Greenpeace entregó al Servicio Nacional de Inocuidad y Calidad Agroalimentaria (Senasica) 7 expedientes de 50 páginas. Entre los principales argumentos destacan:
- La necesidad de establecer el régimen de protección especial de maíz, previo a cualquier consideración de Sagarpa y Semarnat para autorizar la siembra experimental de maíz transgénico.
- Dicho régimen debe ser cero tolerante con las variedades transgénicas de este cultivo y ser el resultado de un ejercicio interdisciplinario y transparente de cara a la sociedad.
- Existe documentación científica que da fundamento a las principales preocupaciones ambientales acerca de los transgénicos que se pretenden autorizar. Por ejemplo: los tolerantes a herbicidas incrementan la aplicación del herbicida sobre las plantas, lo cual contamina suelos y cauces de agua; los que producen su propio insecticida (Bt) han generado resistencia en aquellos insectos que buscan combatir, lo que los hace ineficientes en el corto plazo, al tiempo que han afectado a insectos no-blanco.
“Es evidente que no podemos arriesgar la valiosa diversidad genética de México para sembrar transgénicos que han sido fuertemente cuestionados en México y alrededor del mundo, que causarían irreversibles consecuencias ambientales y cuyo cultivo sólo busca que un grupo de corporaciones controlen el abasto de semillas de maíz en nuestro país”, expresó Gustavo Ampugnani, coordinador de la campaña de Transgénicos de Greenpeace México.

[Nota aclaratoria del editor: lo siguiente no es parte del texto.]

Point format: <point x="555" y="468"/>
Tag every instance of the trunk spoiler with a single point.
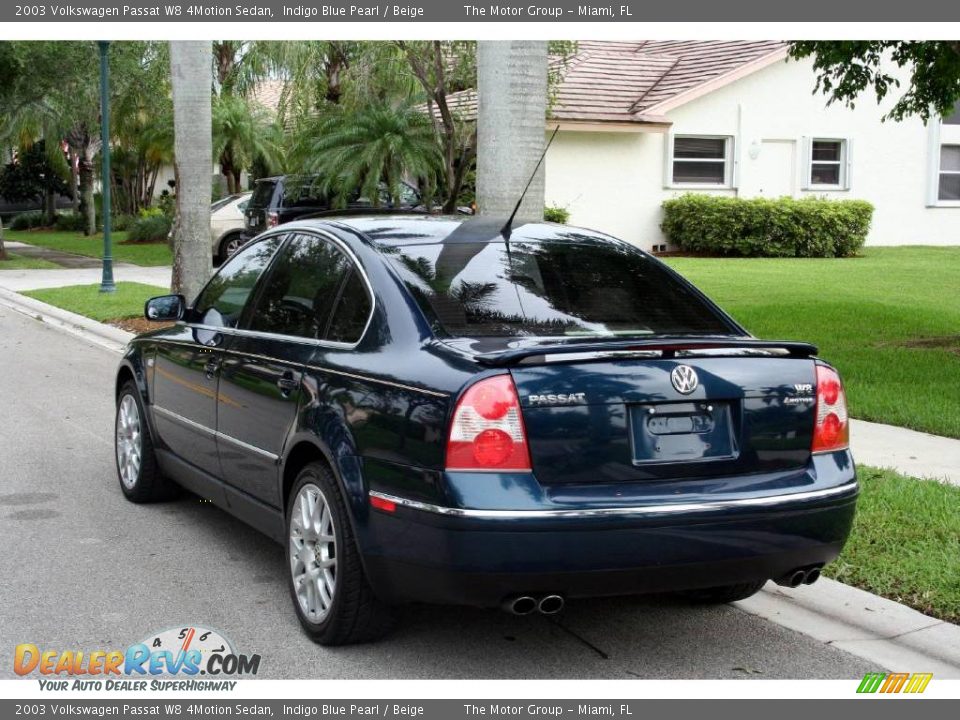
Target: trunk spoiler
<point x="669" y="347"/>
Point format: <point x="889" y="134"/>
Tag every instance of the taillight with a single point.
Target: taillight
<point x="831" y="430"/>
<point x="487" y="429"/>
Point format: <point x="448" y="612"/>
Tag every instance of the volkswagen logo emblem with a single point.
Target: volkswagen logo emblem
<point x="684" y="379"/>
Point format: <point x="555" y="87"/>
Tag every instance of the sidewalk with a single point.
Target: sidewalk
<point x="77" y="270"/>
<point x="907" y="451"/>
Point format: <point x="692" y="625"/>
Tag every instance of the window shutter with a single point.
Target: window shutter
<point x="668" y="159"/>
<point x="848" y="162"/>
<point x="806" y="150"/>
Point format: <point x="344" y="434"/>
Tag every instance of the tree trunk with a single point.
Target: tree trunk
<point x="190" y="67"/>
<point x="511" y="120"/>
<point x="50" y="206"/>
<point x="86" y="196"/>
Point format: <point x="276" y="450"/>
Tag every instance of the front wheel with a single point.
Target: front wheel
<point x="723" y="593"/>
<point x="332" y="598"/>
<point x="137" y="469"/>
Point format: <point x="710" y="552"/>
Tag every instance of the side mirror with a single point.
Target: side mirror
<point x="165" y="308"/>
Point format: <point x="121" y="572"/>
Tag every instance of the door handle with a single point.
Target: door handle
<point x="287" y="384"/>
<point x="210" y="369"/>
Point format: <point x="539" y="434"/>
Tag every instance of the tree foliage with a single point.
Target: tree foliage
<point x="845" y="69"/>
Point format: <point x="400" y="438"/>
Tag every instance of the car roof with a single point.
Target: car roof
<point x="392" y="231"/>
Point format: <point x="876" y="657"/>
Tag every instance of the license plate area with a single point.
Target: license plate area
<point x="682" y="432"/>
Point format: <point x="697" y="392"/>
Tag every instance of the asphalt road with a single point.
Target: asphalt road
<point x="81" y="568"/>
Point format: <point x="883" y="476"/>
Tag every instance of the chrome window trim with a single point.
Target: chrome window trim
<point x="615" y="512"/>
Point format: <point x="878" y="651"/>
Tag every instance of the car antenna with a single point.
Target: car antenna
<point x="507" y="229"/>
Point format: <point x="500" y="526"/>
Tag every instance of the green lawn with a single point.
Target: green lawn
<point x="864" y="313"/>
<point x="905" y="543"/>
<point x="21" y="262"/>
<point x="136" y="253"/>
<point x="87" y="300"/>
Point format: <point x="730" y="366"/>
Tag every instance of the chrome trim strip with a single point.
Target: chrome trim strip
<point x="247" y="446"/>
<point x="639" y="510"/>
<point x="187" y="422"/>
<point x="367" y="378"/>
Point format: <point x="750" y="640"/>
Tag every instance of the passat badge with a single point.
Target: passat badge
<point x="684" y="379"/>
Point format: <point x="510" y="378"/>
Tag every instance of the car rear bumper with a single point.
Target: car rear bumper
<point x="480" y="556"/>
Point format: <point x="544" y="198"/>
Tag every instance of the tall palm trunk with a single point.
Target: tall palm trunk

Para consultar el documento
Comentarios de Greenpeace a la consulta sobre siembra experimental de maíz
transgénico en México, haga click aquí.
Conviene recordarDesde octubre de 2005, tres empresas trasnacionales buscan doblegar a las autoridades mexicanas para que les permitan sembrar 5 variedades de maíz transgénico, con el fin de comercializar transgénicos a gran escala en el mercado mexicano de semillas. Desde entonces, Greenpeace ha advertido que esas semillas ponen en riesgo de contaminación genética la diversidad de maíces criollos y nativos. Cabe recordar que México, como centro de origen, es un país estratégico para la conservación de las especies nativas del maíz. Por otro lado, el maíz transgénico no resuelve los problemas que enfrenta el campo mexicano, y su siembra se pretende llevar a cabo infringiendo el débil marco regulatorio que tiene México en términos de bioseguridad.